On February 6, 2024, Judge Julia Sebutinde, originating from Uganda, was elected as the Deputy President of the International Court of Justice (ICJ) in The Hague, Netherlands. This significant appointment marks a notable moment in the international legal community, given Sebutinde’s distinguished career and her unique stance on several key issues that have recently come to the forefront of international law.

Judge Sebutinde has been a prominent figure in the realm of international law, known for her principled and often singular positions on contentious matters. A recent example of her independent stance was her refusal to endorse emergency measures against Israel, requested by South Africa, amid the conflict in Gaza. She was the only judge out of the 17-member bench of the ICJ to vote against all six resolutions that were passed by the court in a case that mandated Israel to take measures to prevent genocide activities while engaging with Hamas militants in the Gaza region.

Her decision drew international attention, diverging from the majority opinion which supported the implementation of immediate measures as requested by South Africa in the lawsuit. This divergence not only showcased her independent judicial reasoning but also sparked debate over the role of individual judges in the consensus-driven environment of international adjudication.

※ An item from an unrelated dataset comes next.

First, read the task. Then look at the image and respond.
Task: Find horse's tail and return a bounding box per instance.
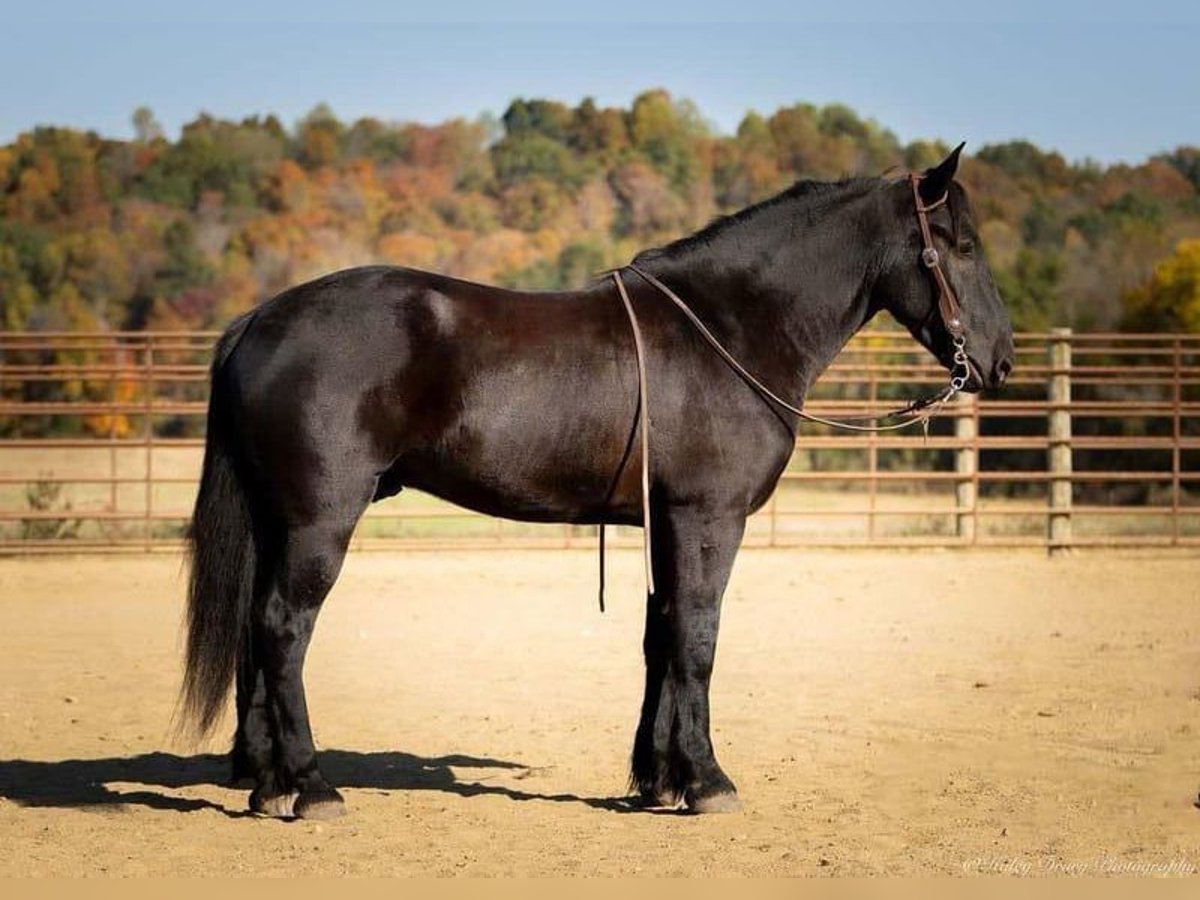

The Government of Uganda publicly distanced itself from Judge Sebutinde’s decision, indicating a difference in perspective between her stance and the East African nation’s position on the Gaza conflict. This situation has ignited discussions on social media platforms, with some questioning why she chose not to support the measures proposed by South Africa.

Despite the controversy, the ICJ announced on Tuesday that Judge Sebutinde had been elected as the Deputy President of the court for a three-year term, a testament to the confidence her peers have in her capabilities and judgment. This election comes after more than a decade of service on the ICJ bench by Sebutinde, during which she has presided over several high-profile cases, including war crimes trials such as that of Charles Taylor, the former President of Liberia.

Alongside Sebutinde, Judge Nawaf Salam of Lebanon was elected to succeed Joan Donoghue as the President of the ICJ, highlighting a period of transition and renewal at the top echelons of the court.